Thursday Bullets

  • The Thunder's schedule is about to take a turn for the easy, and all this will be forgotten. But they did just lose to the Nuggets and Grizzlies, which counts as worrisome for a team that's used to nothing but sunny news. Meanwhile, there has been some eye-opening ball-hoggery from Kevin Durant and Russell Westbrook. Against the Nuggets, the star duo combined for 44 field goal attempts and just 11 assists. Against the Grizzlies, it was 53 shots to a piddly six assists. Remember, their offense has long been at its best when the other players on the roster shoot more. Dean Oliver and Alok Pattani know this. I know this. I assume Scott Brooks know this. But until Durant and Westbrook know that victories are on the fingertips of open Serge Ibakas and Kevin Martins ... that offense won't be all it can be.

  • Chris Paul becomes the NBA's first real-deal superstar to be called for a flop, after a whole mess of people on Twitter, and Beckley Mason on TrueHoop, insist on it.

  • Thinking about LeBron James, Michael Jordan, minutes and exhaustion. A key difference I'd point out: The NBA has changed such that guys who play very long minutes don't win titles like they did in Jordan's day. Rest appears to be more valuable now than it once was, likely because defenses have become more active.

  • Kate Fagan making wonderful points: "So, to recap: Women's basketball is maligned for not being as athletic as the men's game, but as women become more athletic, these players are often labeled unfeminine, and therefore unwatchable. Feel free to pause here and scratch your head."

  • The West's top teams keep losing to the Nuggets.

  • Is Portland locked into mediocrity?

  • Mark Cuban sure does make the NBA more fun and interesting. There's no arguing that.

  • Travis Wimberly of The Two Man Game talking Mavericks: "Here, I’m lodging a grievance with one thing in particular: the ability to consistently get the ball to the Mavs’ best scorers. As noted above, Dirk Nowitzki finished the week on an incredible shooting tear, yet had very few opportunities to actually put up shots. ... A large part of OJ Mayo’s struggles this year have stemmed from the Mavs’ need for him to handle the ball excessively, which again draws back to the same underlying problem. If the Mavs had point guards with credible fundamentals, they could get Mayo the ball at the appropriate times (as with Dirk) and allow him to focus exclusively on scoring. And you could probably say the same of several other Mavs scorers. Anybody miss Jason Kidd? Just kidding — I already know you do."

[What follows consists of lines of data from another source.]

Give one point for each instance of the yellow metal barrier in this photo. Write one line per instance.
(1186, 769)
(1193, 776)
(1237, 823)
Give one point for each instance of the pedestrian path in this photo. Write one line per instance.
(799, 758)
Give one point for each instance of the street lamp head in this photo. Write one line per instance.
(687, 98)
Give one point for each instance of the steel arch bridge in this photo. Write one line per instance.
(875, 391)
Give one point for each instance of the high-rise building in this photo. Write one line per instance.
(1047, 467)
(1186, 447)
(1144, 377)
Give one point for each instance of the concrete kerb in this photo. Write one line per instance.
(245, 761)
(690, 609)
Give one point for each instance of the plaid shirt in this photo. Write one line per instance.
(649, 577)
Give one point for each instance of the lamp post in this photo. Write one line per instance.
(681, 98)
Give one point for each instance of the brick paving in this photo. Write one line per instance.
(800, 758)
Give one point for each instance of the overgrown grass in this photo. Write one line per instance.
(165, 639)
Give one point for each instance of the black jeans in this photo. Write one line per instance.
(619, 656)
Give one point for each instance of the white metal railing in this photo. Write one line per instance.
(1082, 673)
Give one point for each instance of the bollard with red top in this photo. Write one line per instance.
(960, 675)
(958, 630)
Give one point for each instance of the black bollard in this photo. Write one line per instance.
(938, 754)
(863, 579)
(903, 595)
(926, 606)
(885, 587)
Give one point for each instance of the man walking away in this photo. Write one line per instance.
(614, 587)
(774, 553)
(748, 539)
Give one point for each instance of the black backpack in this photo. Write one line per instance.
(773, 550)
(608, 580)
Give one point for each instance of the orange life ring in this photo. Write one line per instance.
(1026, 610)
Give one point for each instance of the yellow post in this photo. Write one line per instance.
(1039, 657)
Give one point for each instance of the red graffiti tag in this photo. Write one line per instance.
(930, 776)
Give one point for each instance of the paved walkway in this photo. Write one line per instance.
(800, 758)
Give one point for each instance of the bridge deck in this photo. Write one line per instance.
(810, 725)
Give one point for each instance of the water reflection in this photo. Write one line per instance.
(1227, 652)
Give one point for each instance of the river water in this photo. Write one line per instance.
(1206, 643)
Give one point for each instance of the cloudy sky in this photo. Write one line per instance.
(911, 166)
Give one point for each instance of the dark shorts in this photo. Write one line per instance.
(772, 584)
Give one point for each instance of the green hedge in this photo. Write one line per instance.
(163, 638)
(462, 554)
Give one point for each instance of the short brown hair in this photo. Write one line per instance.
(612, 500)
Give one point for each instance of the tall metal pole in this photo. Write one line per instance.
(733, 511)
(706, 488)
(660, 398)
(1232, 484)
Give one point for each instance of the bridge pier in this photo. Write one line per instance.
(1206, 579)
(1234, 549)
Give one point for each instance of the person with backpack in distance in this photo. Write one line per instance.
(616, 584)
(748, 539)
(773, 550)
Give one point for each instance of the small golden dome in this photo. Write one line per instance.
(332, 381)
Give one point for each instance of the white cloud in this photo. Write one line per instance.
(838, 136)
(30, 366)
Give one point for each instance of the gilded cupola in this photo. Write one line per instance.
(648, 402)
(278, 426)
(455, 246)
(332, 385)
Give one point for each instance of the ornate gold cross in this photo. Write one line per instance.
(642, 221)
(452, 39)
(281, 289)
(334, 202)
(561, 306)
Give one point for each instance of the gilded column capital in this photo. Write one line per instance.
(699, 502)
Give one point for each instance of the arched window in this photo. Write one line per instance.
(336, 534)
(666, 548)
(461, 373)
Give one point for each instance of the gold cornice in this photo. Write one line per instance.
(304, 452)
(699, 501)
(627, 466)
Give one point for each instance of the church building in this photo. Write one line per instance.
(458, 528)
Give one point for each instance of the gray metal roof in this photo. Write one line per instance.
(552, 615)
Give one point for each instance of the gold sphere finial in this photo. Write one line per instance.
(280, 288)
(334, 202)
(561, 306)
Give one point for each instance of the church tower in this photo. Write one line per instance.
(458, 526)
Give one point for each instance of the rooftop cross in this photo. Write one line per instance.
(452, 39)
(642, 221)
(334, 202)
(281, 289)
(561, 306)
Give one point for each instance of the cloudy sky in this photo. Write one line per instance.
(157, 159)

  • CBS News asked economist David Berri about paying college athletes. His response includes this: "Every student that we hire to do things on campus we pay. I have a grader. She grades my exams for me. We pay her. We pay her enough so that she will not go work at Arby’s. That is what you do. In a market economy when people do things for you and they generate revenue for you, you pay them. Everybody does this. Everybody who is arguing the players should not be paid, have a job where they are being paid by somebody else. And if you told those people ‘We have a rule that says cannot get paid. Those are the rules.’, they would sue. That is not a rule that would stand up in court."